My understanding is: RecursiveCheckpointAdjoint - Autodiff through ODE solver, uses checkpointing DirectAdjoint - Autodiff through ODE solver, doesn’t use checkpointing BacksolveAdjoint - Continuous-time adjoint equation solver, doesn’t seem to use checkpointing ForwardMode - Some sort of forward sensitivity method, either in continuous or discrete time (unclear) ImplicitAdjoint - Optimize trajectory y (written as a discrete set of points) to set ODE RHS to zero
Is this correct? The one I'm most confused about is what ForwardMode is.
So RecursiveCheckpointAdjoint does already have some fairly extensive bibtex citations in its documentation. These are also displayed under diffrax.citation(..., adjoint=RecursiveCheckpointAdjoint()). In particular it uses Stumm--Walther--Wang--Moin--Iaccarino recursive checkpointing over unbounded horizons.
DirectAdjoint does use checkpointing, but it's an alternate approach involving multiple nested scan-checkpoints.

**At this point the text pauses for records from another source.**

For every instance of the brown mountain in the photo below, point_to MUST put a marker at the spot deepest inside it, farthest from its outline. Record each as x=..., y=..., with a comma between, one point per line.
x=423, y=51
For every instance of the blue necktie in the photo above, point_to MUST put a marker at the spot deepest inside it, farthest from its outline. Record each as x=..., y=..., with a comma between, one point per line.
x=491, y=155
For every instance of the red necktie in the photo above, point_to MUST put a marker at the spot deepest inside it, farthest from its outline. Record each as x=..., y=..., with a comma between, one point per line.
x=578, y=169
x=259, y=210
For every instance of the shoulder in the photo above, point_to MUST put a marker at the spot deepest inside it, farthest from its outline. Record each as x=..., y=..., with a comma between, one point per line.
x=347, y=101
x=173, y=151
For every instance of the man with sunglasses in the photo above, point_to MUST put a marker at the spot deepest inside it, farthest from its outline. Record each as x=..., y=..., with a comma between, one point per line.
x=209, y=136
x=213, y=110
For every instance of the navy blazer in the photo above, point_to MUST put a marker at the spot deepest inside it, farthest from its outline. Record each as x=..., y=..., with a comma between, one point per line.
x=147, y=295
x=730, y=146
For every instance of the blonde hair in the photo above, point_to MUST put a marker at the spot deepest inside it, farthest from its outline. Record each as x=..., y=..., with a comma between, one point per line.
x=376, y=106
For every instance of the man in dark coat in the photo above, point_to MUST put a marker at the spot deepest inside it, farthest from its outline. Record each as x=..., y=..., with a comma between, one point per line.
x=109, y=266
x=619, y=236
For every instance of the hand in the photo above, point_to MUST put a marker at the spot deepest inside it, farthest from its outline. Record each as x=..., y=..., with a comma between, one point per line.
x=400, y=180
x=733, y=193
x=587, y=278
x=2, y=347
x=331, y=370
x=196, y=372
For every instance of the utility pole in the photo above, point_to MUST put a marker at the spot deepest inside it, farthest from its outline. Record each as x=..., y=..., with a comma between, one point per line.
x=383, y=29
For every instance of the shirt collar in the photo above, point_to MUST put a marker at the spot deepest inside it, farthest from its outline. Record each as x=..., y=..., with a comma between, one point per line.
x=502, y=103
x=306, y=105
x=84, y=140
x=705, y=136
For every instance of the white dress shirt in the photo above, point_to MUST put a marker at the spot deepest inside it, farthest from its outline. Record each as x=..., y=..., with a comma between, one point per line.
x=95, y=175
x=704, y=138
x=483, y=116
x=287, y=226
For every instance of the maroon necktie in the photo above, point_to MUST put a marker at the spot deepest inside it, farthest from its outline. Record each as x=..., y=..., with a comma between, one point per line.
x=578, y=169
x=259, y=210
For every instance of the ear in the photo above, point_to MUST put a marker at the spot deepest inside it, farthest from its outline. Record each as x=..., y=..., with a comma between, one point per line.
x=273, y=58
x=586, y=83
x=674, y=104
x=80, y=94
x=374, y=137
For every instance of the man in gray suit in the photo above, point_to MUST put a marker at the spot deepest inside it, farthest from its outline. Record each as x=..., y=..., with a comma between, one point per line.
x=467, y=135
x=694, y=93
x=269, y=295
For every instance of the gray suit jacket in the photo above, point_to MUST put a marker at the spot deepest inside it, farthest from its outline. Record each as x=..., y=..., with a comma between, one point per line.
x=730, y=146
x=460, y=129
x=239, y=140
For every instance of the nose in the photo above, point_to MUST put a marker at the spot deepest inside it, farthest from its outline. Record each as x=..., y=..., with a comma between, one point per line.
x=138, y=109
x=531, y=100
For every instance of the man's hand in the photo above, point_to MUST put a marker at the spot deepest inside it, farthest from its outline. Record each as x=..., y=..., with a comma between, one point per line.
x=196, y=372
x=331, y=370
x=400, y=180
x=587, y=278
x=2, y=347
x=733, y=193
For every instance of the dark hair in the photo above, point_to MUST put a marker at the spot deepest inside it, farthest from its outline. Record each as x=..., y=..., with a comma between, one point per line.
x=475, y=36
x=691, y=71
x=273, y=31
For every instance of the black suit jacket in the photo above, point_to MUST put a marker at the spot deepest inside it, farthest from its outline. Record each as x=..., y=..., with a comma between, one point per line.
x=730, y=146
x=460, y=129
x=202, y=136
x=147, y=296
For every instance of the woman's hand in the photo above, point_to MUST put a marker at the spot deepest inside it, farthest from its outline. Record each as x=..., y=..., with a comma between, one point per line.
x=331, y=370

This is a JAX hack that I cooked up for a few compatibility cases, nothing more.
BacksolveAdjoint is indeed optimise-then-discretise reverse mode. Still a terrible method that got popular for no good reason. We could probably include some extra references for this if we wanted but they're pretty numerous.

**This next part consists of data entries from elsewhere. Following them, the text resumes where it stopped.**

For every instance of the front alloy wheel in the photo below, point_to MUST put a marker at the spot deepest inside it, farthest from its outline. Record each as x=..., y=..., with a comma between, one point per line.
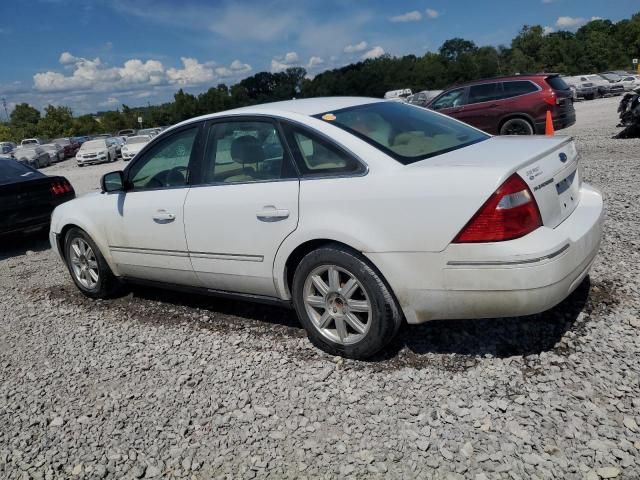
x=337, y=304
x=89, y=270
x=84, y=265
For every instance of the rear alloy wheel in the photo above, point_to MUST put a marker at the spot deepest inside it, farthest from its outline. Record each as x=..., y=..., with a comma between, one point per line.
x=343, y=303
x=516, y=126
x=89, y=270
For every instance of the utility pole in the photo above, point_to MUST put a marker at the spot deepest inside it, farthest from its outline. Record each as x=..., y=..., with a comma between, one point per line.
x=4, y=104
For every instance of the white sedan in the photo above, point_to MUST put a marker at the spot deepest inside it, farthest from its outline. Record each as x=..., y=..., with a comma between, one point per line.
x=360, y=213
x=99, y=150
x=134, y=145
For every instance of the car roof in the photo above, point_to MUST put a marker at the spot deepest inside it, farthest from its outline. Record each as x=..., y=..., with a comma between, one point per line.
x=287, y=108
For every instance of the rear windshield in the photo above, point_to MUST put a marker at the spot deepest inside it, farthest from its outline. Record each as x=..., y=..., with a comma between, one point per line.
x=557, y=83
x=405, y=132
x=12, y=172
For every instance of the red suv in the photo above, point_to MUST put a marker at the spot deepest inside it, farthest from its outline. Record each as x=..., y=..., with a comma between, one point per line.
x=515, y=105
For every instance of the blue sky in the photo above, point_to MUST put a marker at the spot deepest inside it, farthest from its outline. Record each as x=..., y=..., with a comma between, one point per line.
x=97, y=54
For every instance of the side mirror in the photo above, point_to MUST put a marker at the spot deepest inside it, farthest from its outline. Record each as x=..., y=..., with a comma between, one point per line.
x=112, y=182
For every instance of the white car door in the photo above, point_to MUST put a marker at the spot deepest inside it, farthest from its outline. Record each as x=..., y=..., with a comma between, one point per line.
x=146, y=229
x=243, y=209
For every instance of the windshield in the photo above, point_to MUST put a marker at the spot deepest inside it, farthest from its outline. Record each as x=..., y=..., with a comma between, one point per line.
x=140, y=139
x=405, y=132
x=93, y=144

ForwardMode is discretise-then-optimise forward mode. Good catch that it's not documented which, I've just pushed a doc update to include that.
ImplicitAdjoint requires that you solve the ODE to steady state. It then computes gradients with respect to your inputs just like the other methods (y0, args, ...), whilst exploiting the fact that the result is a steady state to use a more computationally cheap adjoint method, namely the implicit function theorem. (So in particular it's not about optimising the trajectory to get the RHS to zero, it is requiring that you already be solving your ODE to zero.)
I hope that helps!
Thanks Patrick this clarifies it!
So just to double check, ForwardMode is very similar to RecursiveCheckpointAdjoint and DirectAdjoint (which are all discretize-then-optimize approaches), but it is using forward mode AD whereas the other two are using reverse mode AD. So I for example, would not want to train a neural ODE with ForwardMode, but perhaps for a small parameterized ODE this would be a good option. Does ForwardMode also do some form of checkpointing?
Yes exactly.
There's no checkpointing in ForwardMode. Indeed I usually think of checkpointing as being a concept associated only with reverse-mode autodiff.